When will I be seated if I’m late?
As a courtesy to performers and audience members, if you arrive after the Concertmaster has entered the stage, you won’t be seated until an appropriate interval in the show. Our helpful ushers will guide you! But please try to arrive on time. Thanks!

Can I take pictures of the performers?
Use of cameras, or any kind of audio or video recording equipment, is not permitted in the concert hall unless authorized by Cape Symphony management in advance and in writing. It should go without saying that the use of flash is always prohibited. And if you don't want to annoy everyone in the place, please, please turn off all electronic signals on watches, cell phones, pagers and other equipment before the show starts! We do encourage you to take pictures in the lobby - of yourself and your companions as well as with guest artists and musicians - and post them to social media with the hashtag #capesymphony.

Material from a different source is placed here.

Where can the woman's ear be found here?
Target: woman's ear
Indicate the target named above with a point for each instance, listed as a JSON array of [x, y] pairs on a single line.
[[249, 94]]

Is it okay to talk during the performance?
There's no way to sugarcoat this: Talking during the performance is rude. Please respect the musicians, the conductor, and the people sitting near you by not talking while the orchestra plays. If someone near you is talking, feel free to speak to an usher and ask them to address the situation.

When do I applaud?
This is more controversial than you might think! Just Google "clapping during classical concert." Apparently, composers like Mozart expected and hoped for applause after each movement (section) of a piece. This tradition changed with certain 19th century composers like Schumann and Mendelssohn, who wrote music in such a way as to leave no pauses for the audience to sneak in a clap or two. In the 1930s, conductor Leopold Stokowski suggested that it would be more appropriate if audiences didn't applaud at all. He hoped people would sit in awe, rather than express their emotions by clapping.

Cape Symphony is different: We want you to clap when you feel like clapping! If you are moved by the music, by a soloist, or by anything else to put your hands together, then do it. Enjoy the experience and applaud when you want to.

In general, just before the concert begins, the orchestra members will all be seated on the stage, except for the Concertmaster. That's the violinist who sits in the first chair of the first row of the Orchestra. Applaud to greet the Concertmaster when he or she comes onstage to tune up the orchestra, and again a few moments later when the Conductor comes onstage. Soloists who will be performing may or may not come onstage with the Conductor; when they do, you applaud to greet the soloist as well. These are not rules, just suggestions. We appreciate your applause!